Joe Chetcuti. managing director of Front's bloody boils over as he discusses the formations of agencies which don't offer anything new to the marketplace...but claim to.
However my genuine interest soon turns to frustration and often anger as I read the same old press releases re-hashed by those who must genuinely think that the audience is denser than the desk on which it has been typed.
There is a tiresome consistency to these agencies as they offer, not only a vague promises of a “A new way of doing things” but also faux business processes that will “transform your brand”. What is wrong with simply having intelligent, hard-working, dedicated people or a desire to produce compelling and effective creative? I guess it because they can’t offer either of them. Or worse, they don’t believe in themselves so have to offer the moon on a stick in the vain hope of catching someone’s attention (by poking their eye out with it I guess)
What lowers my blood pressure is seeing well-thought out creative ground out first thing on a Monday morning, not only on time but also on budget. Creative that makes clients stop and think and their customers respond positively to their brand. If agencies spent less time trying to reinvent the wheel and instead focussed on understanding their clients business then there’d be much less churn in the market place too.

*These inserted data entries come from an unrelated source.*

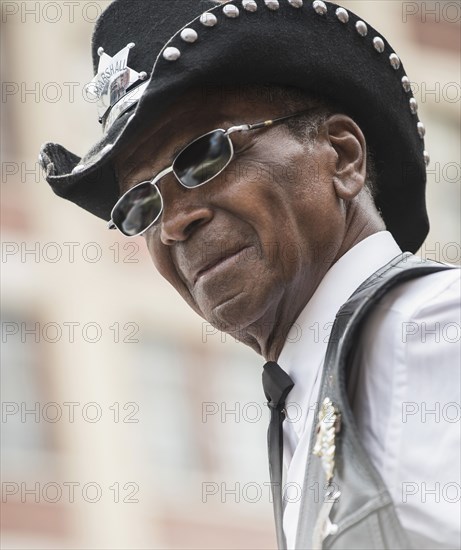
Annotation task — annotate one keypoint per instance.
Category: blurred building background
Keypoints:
(127, 422)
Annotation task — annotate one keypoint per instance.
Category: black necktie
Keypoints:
(277, 385)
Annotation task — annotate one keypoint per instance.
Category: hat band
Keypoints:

So I ask myself why to clients change agencies? Is it because the agency doesn’t have a new and never been done before flexible working package for its staff? No. Is it because the agency hasn’t created a “bespoke” and “unique” branding process that “will transform your business”? No, it is not. Clients change agencies because the promises they have been made by those who make these ludicrous, pointless and banal statements about what they can deliver are broken. Clients change agencies because the agencies produce poor creative due to a lack of insight, lack of idea-generation and lack of nose-to-the-grindstone hard-work. They lose clients because of poor project management, quality control and budgeting. They lose clients because they spend too much time thinking about themselves and not the brands they should be serving.
Why should I be bothered? Simple: because it questions the integrity of the whole creative industry sector. A group of constantly shifting characters who think that the agency name, bright orange furniture, table football and hastily constructed branding processes (always given ludicrous names such as brandcarrot©) makes them attractive to clients.
I suppose it works occasionally because clients can become blinded to what a good agency can do for them as there are so many flag wavers out there obscuring the view.